倫子にとっては空白だった15年。(特殊体質のため、冷凍保存されていた。)
そして、赤ん坊の麻衣しか記憶にない倫子の前に、高校生になった姿で現れる麻衣。
しかし、待ちに待った再会は、悲しいものでした。
倫子がやってくるほんの少し前に、娘の麻衣に看取られ、慎也は息絶えてしまうのです。
親子3人、15年ぶりに揃ったのも束の間。
出火した建物から逃れようとしますが、火のまわりが早く、追いつかれそうになります。
途中で防火シャッターを見つけますが、スイッチを入れた人が逃げられません。
先が長くないことを知っている倫子は、慎也の亡骸を引き取ると、麻衣と暁生(麻衣のいとこ)を逃すため、防火シャッターを下ろす役を、自ら引き受けるのです。
慎也が育てた大きくなった麻衣を見て、満足する倫子。
防火シャッターが下り、再会したばかりの母娘は、永遠の別れとなってしまうのです。
水島慎也のようなタイプの男性は、優しすぎて私の好みではないですが、とても魅力的です。

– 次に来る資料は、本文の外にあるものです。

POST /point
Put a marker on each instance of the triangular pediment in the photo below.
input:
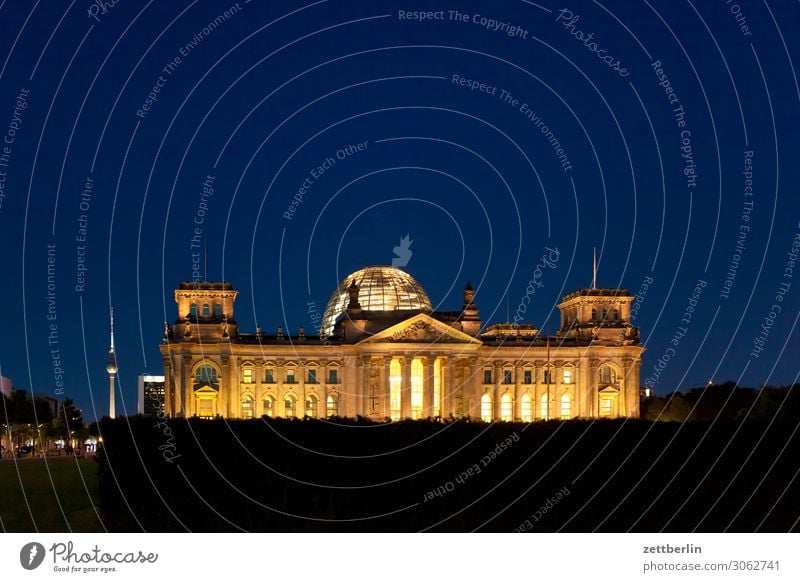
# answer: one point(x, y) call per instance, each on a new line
point(421, 328)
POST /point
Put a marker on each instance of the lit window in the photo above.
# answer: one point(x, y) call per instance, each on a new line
point(206, 375)
point(311, 406)
point(506, 408)
point(608, 375)
point(525, 408)
point(331, 406)
point(416, 388)
point(394, 389)
point(290, 407)
point(566, 407)
point(486, 408)
point(247, 407)
point(545, 406)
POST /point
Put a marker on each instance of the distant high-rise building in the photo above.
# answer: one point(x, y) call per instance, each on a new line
point(151, 395)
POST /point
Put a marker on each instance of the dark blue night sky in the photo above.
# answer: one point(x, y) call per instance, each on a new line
point(663, 133)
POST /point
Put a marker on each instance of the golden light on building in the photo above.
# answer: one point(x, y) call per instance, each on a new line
point(384, 353)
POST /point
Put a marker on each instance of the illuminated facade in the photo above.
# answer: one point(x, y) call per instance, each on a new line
point(383, 352)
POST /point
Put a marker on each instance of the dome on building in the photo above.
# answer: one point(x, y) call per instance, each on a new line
point(380, 288)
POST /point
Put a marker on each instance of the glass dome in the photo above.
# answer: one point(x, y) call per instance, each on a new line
point(381, 288)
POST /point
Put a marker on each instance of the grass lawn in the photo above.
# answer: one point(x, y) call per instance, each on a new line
point(28, 478)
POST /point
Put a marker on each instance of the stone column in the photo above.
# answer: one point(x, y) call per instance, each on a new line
point(405, 388)
point(427, 387)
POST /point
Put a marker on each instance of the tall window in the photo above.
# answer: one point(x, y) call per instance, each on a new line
point(545, 406)
point(395, 381)
point(566, 407)
point(331, 406)
point(506, 408)
point(526, 408)
point(437, 387)
point(247, 407)
point(608, 375)
point(311, 406)
point(206, 375)
point(290, 407)
point(486, 408)
point(269, 406)
point(416, 388)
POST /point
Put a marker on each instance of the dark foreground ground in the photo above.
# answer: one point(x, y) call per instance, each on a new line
point(612, 476)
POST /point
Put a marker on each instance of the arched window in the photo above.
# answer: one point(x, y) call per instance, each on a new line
point(525, 408)
point(394, 389)
point(247, 406)
point(566, 407)
point(486, 408)
point(311, 406)
point(506, 408)
point(269, 406)
point(545, 406)
point(416, 388)
point(206, 375)
point(608, 375)
point(290, 406)
point(331, 406)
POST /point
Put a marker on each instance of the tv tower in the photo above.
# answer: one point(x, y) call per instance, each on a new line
point(111, 368)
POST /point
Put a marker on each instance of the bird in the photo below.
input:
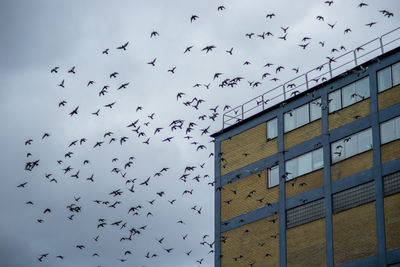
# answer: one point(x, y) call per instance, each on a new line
point(153, 34)
point(22, 185)
point(110, 105)
point(188, 49)
point(123, 47)
point(362, 4)
point(193, 18)
point(74, 112)
point(220, 8)
point(72, 70)
point(61, 84)
point(152, 62)
point(208, 48)
point(172, 70)
point(114, 74)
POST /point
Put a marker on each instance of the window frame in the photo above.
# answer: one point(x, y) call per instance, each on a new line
point(355, 92)
point(273, 168)
point(392, 79)
point(294, 115)
point(342, 142)
point(291, 176)
point(396, 130)
point(276, 127)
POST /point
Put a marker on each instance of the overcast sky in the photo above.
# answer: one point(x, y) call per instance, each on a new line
point(37, 36)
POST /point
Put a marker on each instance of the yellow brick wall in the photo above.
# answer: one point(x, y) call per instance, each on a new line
point(389, 97)
point(252, 142)
point(351, 165)
point(348, 114)
point(303, 133)
point(239, 197)
point(306, 244)
point(354, 234)
point(392, 221)
point(390, 151)
point(253, 241)
point(305, 183)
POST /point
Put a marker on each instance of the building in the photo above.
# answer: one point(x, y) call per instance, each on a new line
point(314, 178)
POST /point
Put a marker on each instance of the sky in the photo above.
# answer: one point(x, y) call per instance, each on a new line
point(37, 36)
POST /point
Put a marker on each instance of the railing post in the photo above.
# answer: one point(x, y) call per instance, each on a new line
point(262, 99)
point(355, 57)
point(307, 87)
point(381, 42)
point(284, 92)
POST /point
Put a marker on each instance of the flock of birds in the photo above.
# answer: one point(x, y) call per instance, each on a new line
point(142, 131)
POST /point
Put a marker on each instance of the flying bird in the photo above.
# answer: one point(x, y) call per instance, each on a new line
point(123, 47)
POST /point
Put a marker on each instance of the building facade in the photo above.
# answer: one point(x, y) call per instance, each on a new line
point(315, 180)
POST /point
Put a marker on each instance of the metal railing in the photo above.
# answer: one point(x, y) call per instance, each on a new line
point(328, 70)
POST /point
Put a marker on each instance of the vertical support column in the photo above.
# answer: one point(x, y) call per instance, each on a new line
point(282, 193)
point(327, 182)
point(377, 168)
point(217, 212)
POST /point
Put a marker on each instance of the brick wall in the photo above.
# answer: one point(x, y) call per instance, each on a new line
point(303, 133)
point(354, 234)
point(392, 221)
point(246, 147)
point(389, 97)
point(390, 151)
point(349, 114)
point(253, 242)
point(305, 183)
point(306, 244)
point(351, 165)
point(240, 198)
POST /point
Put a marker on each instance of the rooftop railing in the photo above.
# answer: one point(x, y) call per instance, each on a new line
point(332, 68)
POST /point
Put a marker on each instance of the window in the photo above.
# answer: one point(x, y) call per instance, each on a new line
point(390, 130)
point(348, 95)
point(303, 164)
point(389, 77)
point(351, 145)
point(302, 115)
point(272, 129)
point(273, 176)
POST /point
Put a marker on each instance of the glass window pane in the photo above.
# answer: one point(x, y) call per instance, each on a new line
point(337, 150)
point(387, 132)
point(304, 164)
point(384, 79)
point(350, 146)
point(365, 141)
point(348, 96)
point(273, 176)
point(302, 115)
point(362, 89)
point(397, 127)
point(315, 109)
point(334, 101)
point(291, 169)
point(396, 73)
point(289, 121)
point(272, 128)
point(318, 159)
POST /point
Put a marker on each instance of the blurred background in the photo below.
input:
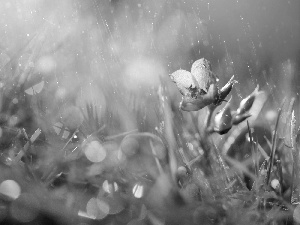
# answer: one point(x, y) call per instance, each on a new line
point(58, 57)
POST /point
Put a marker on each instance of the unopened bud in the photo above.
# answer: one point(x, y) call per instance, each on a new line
point(247, 102)
point(223, 93)
point(237, 118)
point(195, 104)
point(223, 120)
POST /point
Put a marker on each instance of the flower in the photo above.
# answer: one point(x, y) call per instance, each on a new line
point(198, 87)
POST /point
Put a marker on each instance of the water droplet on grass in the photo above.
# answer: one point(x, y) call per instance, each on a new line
point(95, 152)
point(10, 188)
point(138, 190)
point(25, 208)
point(35, 89)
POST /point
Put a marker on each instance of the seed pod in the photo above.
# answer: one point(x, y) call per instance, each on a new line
point(223, 120)
point(247, 102)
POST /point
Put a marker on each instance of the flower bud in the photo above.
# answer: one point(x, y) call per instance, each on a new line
point(195, 104)
point(238, 118)
point(223, 120)
point(225, 91)
point(247, 102)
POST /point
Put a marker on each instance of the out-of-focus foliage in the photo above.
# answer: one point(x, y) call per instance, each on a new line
point(91, 131)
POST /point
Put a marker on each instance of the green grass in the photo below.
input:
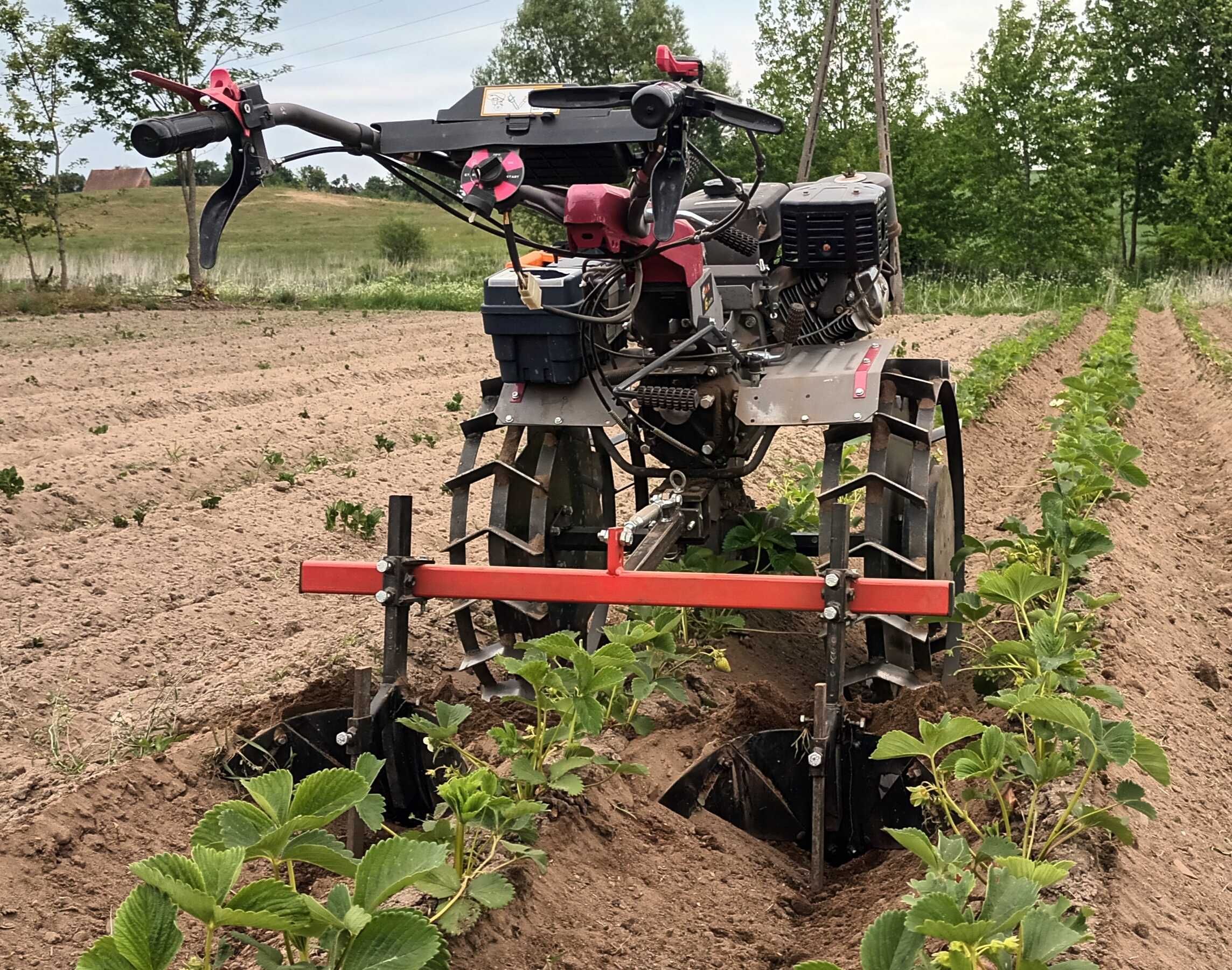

それは、自分の血を引いていない娘を育てる姿が、崇高に映るからかも知れません。
『他人の子どもを育てるのは、神様にお金を貸すようなものだ。』という言葉通り、血の繋がりを越えた懐の深さ。
そこが、慎也の最大の魅力だと思うのです。
一方、慎也が実の父でないと知り、自分が倫子の代わりになれないかと、慎也に問う高校生の麻衣。
けれど、慎也にあっさりフラれてしまいます。
たとえ倫子の娘でよく似ていても、麻衣は麻衣。倫子ではないのです。
娘の麻衣でも入っていけないほど、強い絆で結ばれている慎也と倫子。
忘れられない恋物語の1ページを、バレンタインに寄せて。